问题
As always, I frequently have issues, and I have thoroughly searched for an answer to the current one but find myself at a loss. Here are some of the places I have searched: - How to fix httplib.BadStatusLine exception? - Python httplib2 Handling Exceptions - python http status code
My issue is the following. I have created a spider and want to crawl different urls. When I crawl each url independently everything works fine. However, when I try to crawl both I get the following error: httplib.BadStatusLine: ''
I have followed some advice that I read (see links mentioned above) and can print the response.status for each request works, but the response.url does not print and the error is thrown. (I only print both statements to try to identify the source of the error).

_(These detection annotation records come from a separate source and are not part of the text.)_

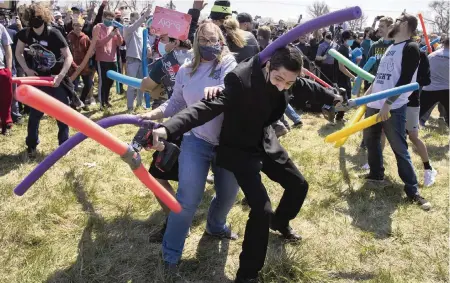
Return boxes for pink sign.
[150,6,192,40]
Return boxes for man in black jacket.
[153,47,342,282]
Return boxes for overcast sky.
[48,0,431,29]
[154,0,431,29]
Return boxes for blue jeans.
[364,104,419,197]
[11,76,22,123]
[162,132,239,264]
[73,75,94,103]
[284,104,301,124]
[26,86,69,148]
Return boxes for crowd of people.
[0,1,449,282]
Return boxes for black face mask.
[370,30,381,41]
[30,16,44,29]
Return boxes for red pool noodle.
[16,85,181,213]
[303,68,332,88]
[13,77,54,82]
[419,13,433,54]
[13,80,54,87]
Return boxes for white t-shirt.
[367,40,420,109]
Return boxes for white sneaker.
[423,169,437,187]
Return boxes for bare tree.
[425,0,450,34]
[347,12,368,31]
[308,1,330,18]
[259,17,275,25]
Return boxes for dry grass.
[0,91,449,283]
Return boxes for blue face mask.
[199,43,222,61]
[103,20,112,27]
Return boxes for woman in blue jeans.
[142,23,239,267]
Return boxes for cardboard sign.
[150,6,192,40]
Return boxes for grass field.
[0,91,449,283]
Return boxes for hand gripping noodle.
[17,85,181,212]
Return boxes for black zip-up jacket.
[163,55,334,171]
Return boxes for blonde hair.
[223,16,247,48]
[189,22,230,76]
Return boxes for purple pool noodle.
[14,115,143,196]
[259,6,362,64]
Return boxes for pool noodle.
[16,85,181,212]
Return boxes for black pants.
[97,62,117,106]
[233,154,308,278]
[336,81,352,120]
[320,64,335,86]
[419,89,450,125]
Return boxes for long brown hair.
[189,22,230,76]
[223,17,247,48]
[23,3,52,24]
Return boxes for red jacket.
[67,31,92,76]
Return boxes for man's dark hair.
[402,13,419,33]
[341,30,353,41]
[103,11,116,18]
[270,46,303,73]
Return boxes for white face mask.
[158,41,167,56]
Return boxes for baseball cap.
[70,6,83,13]
[209,1,232,20]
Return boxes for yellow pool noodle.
[334,105,367,148]
[325,113,391,142]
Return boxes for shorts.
[406,106,420,132]
[148,139,182,182]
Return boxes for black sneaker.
[292,121,303,129]
[205,226,239,240]
[154,218,191,242]
[408,195,431,211]
[270,220,302,242]
[27,147,37,159]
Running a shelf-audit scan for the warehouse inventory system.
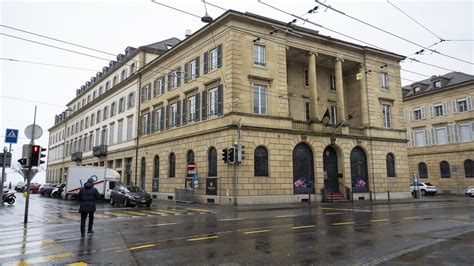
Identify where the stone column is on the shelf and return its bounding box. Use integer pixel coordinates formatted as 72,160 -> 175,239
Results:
359,64 -> 369,126
335,58 -> 346,123
308,52 -> 319,121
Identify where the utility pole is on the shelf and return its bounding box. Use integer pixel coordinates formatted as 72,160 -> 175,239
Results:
23,105 -> 37,226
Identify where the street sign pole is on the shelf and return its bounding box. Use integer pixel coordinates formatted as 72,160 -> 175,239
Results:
23,105 -> 36,226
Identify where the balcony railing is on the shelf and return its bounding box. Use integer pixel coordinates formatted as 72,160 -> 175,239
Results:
71,151 -> 82,162
92,145 -> 107,157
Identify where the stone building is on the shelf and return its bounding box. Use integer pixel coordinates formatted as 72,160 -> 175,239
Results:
46,38 -> 179,182
134,11 -> 410,205
403,72 -> 474,193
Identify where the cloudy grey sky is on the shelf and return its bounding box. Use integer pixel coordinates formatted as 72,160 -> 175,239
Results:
0,0 -> 474,183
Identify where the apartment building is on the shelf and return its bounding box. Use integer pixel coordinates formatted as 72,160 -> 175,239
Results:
46,38 -> 179,182
134,11 -> 410,205
403,72 -> 474,193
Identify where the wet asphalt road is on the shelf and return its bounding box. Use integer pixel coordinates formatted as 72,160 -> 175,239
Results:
0,195 -> 474,265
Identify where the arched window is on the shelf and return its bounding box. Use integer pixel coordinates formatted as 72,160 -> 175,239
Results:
153,155 -> 160,178
168,153 -> 176,177
418,162 -> 428,178
207,147 -> 217,176
254,146 -> 268,176
387,153 -> 397,177
464,159 -> 474,177
439,161 -> 451,178
140,157 -> 146,190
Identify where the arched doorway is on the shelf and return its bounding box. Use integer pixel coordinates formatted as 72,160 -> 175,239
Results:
351,147 -> 369,192
323,146 -> 339,192
293,143 -> 314,194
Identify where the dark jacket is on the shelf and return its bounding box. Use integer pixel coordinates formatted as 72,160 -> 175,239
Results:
78,182 -> 99,212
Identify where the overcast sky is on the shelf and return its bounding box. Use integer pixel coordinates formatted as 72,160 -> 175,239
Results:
0,0 -> 474,183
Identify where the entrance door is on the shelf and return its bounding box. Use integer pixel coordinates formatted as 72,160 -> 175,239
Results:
351,147 -> 369,192
293,143 -> 314,194
323,146 -> 339,192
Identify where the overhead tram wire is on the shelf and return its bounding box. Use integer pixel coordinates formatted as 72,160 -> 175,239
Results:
0,24 -> 116,56
0,57 -> 98,72
0,32 -> 114,61
314,0 -> 474,65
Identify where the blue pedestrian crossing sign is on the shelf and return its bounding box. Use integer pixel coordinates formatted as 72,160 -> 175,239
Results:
5,128 -> 18,143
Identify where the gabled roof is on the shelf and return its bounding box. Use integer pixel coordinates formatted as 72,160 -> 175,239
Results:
144,37 -> 181,52
402,72 -> 474,98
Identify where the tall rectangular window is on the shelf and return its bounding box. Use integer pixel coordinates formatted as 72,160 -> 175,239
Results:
170,102 -> 178,127
380,72 -> 388,90
188,96 -> 196,122
382,104 -> 392,128
329,105 -> 337,125
253,84 -> 267,115
127,115 -> 133,141
117,119 -> 123,143
329,74 -> 336,91
253,44 -> 266,66
209,47 -> 218,70
109,123 -> 115,145
209,88 -> 218,116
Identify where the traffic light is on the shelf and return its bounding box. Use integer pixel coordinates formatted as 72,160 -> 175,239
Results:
227,147 -> 235,164
29,145 -> 46,166
237,144 -> 245,163
222,149 -> 227,163
18,158 -> 28,166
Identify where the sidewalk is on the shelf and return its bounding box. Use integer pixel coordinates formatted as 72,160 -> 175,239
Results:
153,196 -> 474,212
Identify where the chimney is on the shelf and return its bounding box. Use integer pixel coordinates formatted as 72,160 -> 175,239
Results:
184,29 -> 191,38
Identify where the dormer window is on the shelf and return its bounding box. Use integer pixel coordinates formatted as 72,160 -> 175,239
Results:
413,86 -> 421,94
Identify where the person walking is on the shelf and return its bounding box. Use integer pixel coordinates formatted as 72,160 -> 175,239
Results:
78,178 -> 99,237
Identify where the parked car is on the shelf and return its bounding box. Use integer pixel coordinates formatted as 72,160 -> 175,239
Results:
15,182 -> 26,192
29,183 -> 41,193
410,183 -> 438,196
110,182 -> 152,207
51,183 -> 66,198
464,186 -> 474,197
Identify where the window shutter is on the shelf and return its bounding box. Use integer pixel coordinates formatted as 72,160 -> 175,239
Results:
184,63 -> 191,83
423,128 -> 430,145
182,98 -> 187,126
446,125 -> 453,143
203,52 -> 209,74
168,72 -> 173,90
176,99 -> 181,127
196,56 -> 200,78
201,90 -> 207,121
160,107 -> 165,131
166,105 -> 170,129
431,127 -> 436,145
151,111 -> 156,133
195,93 -> 200,122
217,44 -> 222,68
454,125 -> 459,142
217,84 -> 224,115
176,67 -> 181,87
146,112 -> 151,134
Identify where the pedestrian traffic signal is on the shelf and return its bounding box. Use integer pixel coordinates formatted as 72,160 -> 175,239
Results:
227,147 -> 235,164
222,149 -> 228,163
28,145 -> 46,166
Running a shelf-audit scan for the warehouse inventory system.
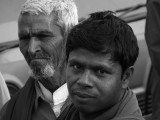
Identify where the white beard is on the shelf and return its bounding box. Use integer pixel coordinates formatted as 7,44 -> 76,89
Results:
29,64 -> 55,79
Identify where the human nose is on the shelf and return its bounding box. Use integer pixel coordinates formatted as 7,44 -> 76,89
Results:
28,37 -> 41,53
77,70 -> 93,87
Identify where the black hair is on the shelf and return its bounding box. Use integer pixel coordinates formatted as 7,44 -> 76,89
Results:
66,11 -> 139,72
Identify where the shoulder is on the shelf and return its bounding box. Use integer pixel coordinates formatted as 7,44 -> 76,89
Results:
57,103 -> 77,120
0,102 -> 9,120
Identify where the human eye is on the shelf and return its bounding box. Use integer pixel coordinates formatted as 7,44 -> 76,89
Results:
96,69 -> 110,77
69,63 -> 83,72
19,35 -> 30,41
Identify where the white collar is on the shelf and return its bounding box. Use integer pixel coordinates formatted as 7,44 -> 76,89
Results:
53,83 -> 68,105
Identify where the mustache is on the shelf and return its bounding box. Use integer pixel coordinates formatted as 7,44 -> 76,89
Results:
27,53 -> 51,61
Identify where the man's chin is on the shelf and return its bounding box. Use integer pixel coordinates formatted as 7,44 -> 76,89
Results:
29,65 -> 55,79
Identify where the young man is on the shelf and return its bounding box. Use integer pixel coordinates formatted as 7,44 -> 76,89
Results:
0,0 -> 78,120
58,11 -> 144,120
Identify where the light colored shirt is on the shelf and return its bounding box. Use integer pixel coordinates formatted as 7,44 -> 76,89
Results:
38,82 -> 69,117
0,72 -> 10,109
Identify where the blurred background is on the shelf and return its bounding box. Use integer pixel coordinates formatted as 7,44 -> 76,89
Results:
0,0 -> 152,115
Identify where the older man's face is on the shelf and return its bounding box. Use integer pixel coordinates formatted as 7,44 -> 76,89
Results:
18,14 -> 63,78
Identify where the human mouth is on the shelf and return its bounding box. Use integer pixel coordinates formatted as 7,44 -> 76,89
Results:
73,91 -> 95,99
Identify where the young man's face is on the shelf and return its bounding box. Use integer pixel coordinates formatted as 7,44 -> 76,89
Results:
18,14 -> 63,78
66,49 -> 123,113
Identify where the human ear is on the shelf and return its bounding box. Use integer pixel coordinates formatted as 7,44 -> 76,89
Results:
122,66 -> 134,89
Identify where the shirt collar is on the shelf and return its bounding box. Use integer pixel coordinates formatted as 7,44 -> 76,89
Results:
35,81 -> 68,108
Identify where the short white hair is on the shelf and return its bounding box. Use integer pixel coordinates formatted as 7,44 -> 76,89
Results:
20,0 -> 78,33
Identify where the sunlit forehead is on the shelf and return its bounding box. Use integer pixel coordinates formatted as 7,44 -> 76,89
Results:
21,0 -> 54,15
68,49 -> 117,68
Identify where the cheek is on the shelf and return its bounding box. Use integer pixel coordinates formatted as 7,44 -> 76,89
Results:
19,42 -> 28,57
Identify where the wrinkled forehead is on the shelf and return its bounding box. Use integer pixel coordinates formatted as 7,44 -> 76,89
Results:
21,0 -> 54,15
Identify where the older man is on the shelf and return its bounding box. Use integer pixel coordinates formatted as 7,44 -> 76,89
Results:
0,0 -> 78,120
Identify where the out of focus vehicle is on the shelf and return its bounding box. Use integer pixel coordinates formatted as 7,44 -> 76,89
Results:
0,21 -> 29,97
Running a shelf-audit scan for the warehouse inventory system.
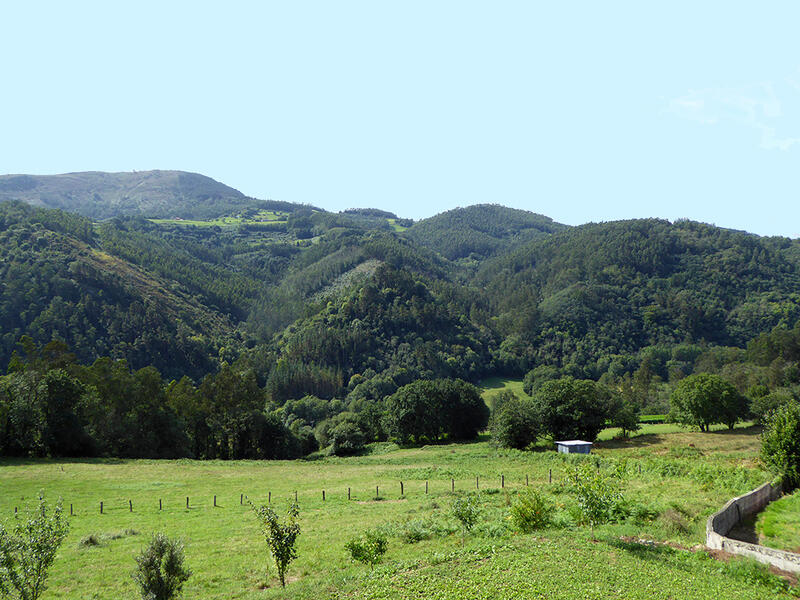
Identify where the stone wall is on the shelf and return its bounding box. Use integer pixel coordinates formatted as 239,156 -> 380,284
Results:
706,483 -> 800,573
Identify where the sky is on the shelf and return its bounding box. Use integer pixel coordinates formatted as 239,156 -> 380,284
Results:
0,0 -> 800,238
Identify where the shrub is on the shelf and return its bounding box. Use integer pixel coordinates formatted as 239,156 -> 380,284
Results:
133,533 -> 192,600
567,462 -> 624,536
0,496 -> 69,600
451,496 -> 480,531
344,531 -> 388,569
511,490 -> 553,533
761,402 -> 800,487
253,503 -> 300,587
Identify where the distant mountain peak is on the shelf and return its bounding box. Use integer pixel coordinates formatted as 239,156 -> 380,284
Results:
0,170 -> 256,219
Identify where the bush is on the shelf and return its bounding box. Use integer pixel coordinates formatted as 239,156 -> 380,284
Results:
761,401 -> 800,487
344,531 -> 388,569
511,490 -> 553,533
0,496 -> 69,600
133,533 -> 192,600
253,503 -> 300,587
566,462 -> 624,535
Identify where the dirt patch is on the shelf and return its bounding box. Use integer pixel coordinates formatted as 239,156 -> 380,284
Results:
619,535 -> 702,552
769,565 -> 797,587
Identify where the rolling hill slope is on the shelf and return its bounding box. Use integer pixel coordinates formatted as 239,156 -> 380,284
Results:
0,171 -> 257,219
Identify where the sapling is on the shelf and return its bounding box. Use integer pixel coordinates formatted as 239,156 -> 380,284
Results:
253,502 -> 300,587
451,496 -> 480,533
567,462 -> 623,539
0,495 -> 69,600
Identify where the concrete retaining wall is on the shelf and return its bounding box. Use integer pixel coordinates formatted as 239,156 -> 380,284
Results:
706,483 -> 800,573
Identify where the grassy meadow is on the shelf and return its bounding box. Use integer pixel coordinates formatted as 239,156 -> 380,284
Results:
756,492 -> 800,552
0,425 -> 791,600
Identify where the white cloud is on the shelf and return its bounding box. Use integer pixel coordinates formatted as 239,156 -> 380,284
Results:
668,77 -> 800,150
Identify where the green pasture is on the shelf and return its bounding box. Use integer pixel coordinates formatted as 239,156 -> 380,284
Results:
756,492 -> 800,552
0,428 -> 789,600
149,210 -> 288,227
386,219 -> 408,233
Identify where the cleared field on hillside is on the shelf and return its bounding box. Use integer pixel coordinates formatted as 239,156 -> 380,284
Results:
0,428 -> 789,600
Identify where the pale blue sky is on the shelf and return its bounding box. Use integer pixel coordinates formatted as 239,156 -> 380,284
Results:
0,0 -> 800,237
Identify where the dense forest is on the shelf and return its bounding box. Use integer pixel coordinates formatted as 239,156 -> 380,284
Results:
0,172 -> 800,458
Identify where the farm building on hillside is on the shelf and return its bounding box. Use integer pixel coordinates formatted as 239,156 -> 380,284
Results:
556,440 -> 592,454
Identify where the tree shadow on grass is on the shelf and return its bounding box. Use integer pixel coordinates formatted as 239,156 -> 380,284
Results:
595,433 -> 664,450
607,539 -> 694,572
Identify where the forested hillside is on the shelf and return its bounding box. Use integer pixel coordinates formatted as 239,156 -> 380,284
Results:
475,219 -> 800,378
406,204 -> 566,260
0,172 -> 800,458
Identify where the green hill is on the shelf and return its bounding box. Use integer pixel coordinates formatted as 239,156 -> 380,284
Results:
405,204 -> 567,260
0,171 -> 257,219
474,219 -> 800,377
0,204 -> 236,377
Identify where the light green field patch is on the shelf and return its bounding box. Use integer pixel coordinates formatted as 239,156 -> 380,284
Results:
386,219 -> 408,233
0,428 -> 788,600
756,492 -> 800,552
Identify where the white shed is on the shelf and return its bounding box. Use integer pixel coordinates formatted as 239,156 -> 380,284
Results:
556,440 -> 592,454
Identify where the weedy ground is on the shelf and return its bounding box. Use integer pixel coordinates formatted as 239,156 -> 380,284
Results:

I hope that this is clear.
I am using scrapy and selenium
class PeoplePage(Spider):
name = "peopleProfile"
allowed_domains = ["blah.com"]
handle_httpstatus_list = [200, 404]
start_urls = [
"url1",
"url2"
]
def __init__(self):
self.driver = webdriver.Firefox()
def parse(self, response):
print response.status
print '???????????????????????????????????'
if response.status == 200:
self.driver.implicitly_wait(5)
self.driver.get(response.url)
print response.url
print '!!!!!!!!!!!!!!!!!!!!'
# DO STUFF
self.driver.close()
回答1:
Based on Python Doc, httplib.BadStatusLine raised if a server responds with a HTTP status code that we don’t understand.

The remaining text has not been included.